If we can agree that medicine is about making people feel better, we can further agree that the line between distress due to psychogenic factors (such as having a stressful family or work life) and distress due to an organic pathology is quite murky. But, it is clear that there’s a few organic pathologies, such as infections, or leaky heart valves, where years of scientific effort have led to ways to dealing with those organic pathologies which leaves a person feeling better for a long time. That’s not to say that the track record of science/evidence-based medicine is stellar across the board – far from it. Look at “Overdosed in America” by John Abramson for counterexamples.
But for those kind of interventions where the evidence is clear, I cannot see any room for a “medical ethnocentrism” argument. I would claim that no matter what part of the globe or culture you are in, if your child is dying of an infection, or of a leaky heart valve that can be corrected by surgical intervention, then you would do whatever you could to get the antibiotic or surgery for your child. And, you should. Similarly, I think that female genital mutilation is wrong, and I don’t think that this view is western ethnocentrism. Let’s agree that the bulk of cultural practices are things science has nothing to say about, nor should it. But with respect to certain organic pathologies or physical interventions, there are clear guides to action that transcend cultural boundaries.
Now, people go to doctors for a lot of reasons. Only some fraction of them are things that are either treatable or need treatment (as opposed to simply letting the body heal itself). Be that as it may, and given that some of these will be psychogenic in nature, clearly not all such people are in need of a pill or a surgical intervention. For these, I do think that there is a role for healers of all kinds of culturally-contingent stripes, from witch doctors to faith healers. Whether they also dole out what are placebos or not is irrelevant. Placebos, in the hand of someone you trust, are effective facilitators of the body’s own natural healing processes, since they give you a psychological boost, and probably reduce your cortisol levels and improve physiological functioning in all sorts of ways. For a thought provoking discussion of how a rational person should pick the right placebo purveyor, see the last bit of the Snake Oil Science book I recommended in my last posting.

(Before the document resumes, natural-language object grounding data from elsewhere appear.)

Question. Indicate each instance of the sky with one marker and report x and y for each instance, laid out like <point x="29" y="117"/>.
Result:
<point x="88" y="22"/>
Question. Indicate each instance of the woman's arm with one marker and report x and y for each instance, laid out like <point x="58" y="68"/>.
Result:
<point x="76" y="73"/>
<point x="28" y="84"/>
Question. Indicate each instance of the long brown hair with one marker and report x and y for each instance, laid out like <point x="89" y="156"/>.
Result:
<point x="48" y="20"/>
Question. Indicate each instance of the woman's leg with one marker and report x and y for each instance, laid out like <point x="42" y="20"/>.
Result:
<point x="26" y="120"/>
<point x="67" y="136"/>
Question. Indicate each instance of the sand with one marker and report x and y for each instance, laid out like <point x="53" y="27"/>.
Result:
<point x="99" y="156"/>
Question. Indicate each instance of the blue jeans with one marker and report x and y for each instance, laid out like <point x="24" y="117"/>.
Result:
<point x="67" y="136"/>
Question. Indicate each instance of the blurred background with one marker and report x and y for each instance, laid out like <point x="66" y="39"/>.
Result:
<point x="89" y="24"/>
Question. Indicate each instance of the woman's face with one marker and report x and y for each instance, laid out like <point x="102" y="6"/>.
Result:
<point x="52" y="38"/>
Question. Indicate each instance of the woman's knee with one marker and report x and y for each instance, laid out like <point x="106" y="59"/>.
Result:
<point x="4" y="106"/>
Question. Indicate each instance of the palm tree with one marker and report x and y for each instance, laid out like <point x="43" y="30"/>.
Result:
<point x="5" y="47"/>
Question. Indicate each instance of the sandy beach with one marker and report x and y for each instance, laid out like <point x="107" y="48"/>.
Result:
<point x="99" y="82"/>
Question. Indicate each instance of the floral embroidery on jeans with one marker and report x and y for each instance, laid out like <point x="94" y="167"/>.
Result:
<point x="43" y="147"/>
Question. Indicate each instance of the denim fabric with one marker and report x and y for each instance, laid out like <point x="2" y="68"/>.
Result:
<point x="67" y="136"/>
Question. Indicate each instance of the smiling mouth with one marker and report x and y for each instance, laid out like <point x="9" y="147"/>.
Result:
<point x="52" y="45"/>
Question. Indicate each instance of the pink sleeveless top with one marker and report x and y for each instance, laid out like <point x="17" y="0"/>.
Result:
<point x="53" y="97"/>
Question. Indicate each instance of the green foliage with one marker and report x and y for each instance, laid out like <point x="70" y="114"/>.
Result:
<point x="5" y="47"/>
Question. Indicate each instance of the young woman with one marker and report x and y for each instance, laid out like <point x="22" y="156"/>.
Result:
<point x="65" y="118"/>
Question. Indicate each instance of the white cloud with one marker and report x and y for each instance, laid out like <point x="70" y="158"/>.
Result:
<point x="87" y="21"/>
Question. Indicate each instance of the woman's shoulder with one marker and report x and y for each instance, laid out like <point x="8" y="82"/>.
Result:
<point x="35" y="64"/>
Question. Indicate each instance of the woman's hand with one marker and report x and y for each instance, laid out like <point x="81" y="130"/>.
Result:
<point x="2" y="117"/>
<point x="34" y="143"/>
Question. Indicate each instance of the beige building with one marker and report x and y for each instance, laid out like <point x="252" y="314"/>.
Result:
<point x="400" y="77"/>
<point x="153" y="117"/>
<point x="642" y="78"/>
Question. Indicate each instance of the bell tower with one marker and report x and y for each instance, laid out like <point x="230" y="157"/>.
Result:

But such a healer, in a country where options exist, would be rightly accused of criminal negligence if they provided their treatment to someone dying of an infection or desperately needing surgery.
I’m against NCCAM spending money on the scientific basis of homeopathy, because the combination of the meta-analyses done so far plus the lack of any credible mechanism means that there is no scientific basis to homeopathy. I think it has come time to make the call, in terms of science, and move on. While I’m against spending funds on the scientific basis of homeopathy, I am certainly for continued research on alternative medicine (just not, as I stated at the end of my last posting, under the aegis of NCCAM, unless it is reformed). There are other once-alternative approaches, such as the use of willow bark starting in 400 BC, which have been found to have a scientific basis, and I’m sure there are more out there which will be found to have a scientific basis.
But most importantly, perhaps, I think that our finding no scientific basis to homeopathy does not have the implications that many who find this approach helpful may fear, and here is precisely where I have some agreement with the “medical ethnocentrism” argument. One of those fears may be that, in a culture which holds science to such high esteem, anything that is found to not have a scientific basis might be outlawed. This is clearly a decision that is beyond the power of science to make. We do many things, and specifically, many things that make us feel better, without scientific basis. I can’t imagine a world otherwise, but Aldous Huxley did a reasonable job of trying in his “Brave New World.”
So long as people want the service of them, homeopaths will continue to exist. Likewise with marriage counselors or yoga instructors or dietitians. I don’t expect to find a scientific study that proves the efficacy of marriage counselors or yoga instructors or dietitians any time soon. I don’t think I need one to decide whether to seek their services. Homeopaths, like marriage counselors and yoga instructors, and hugs from someone you love, make a lot of people feel better, and that’s a good thing.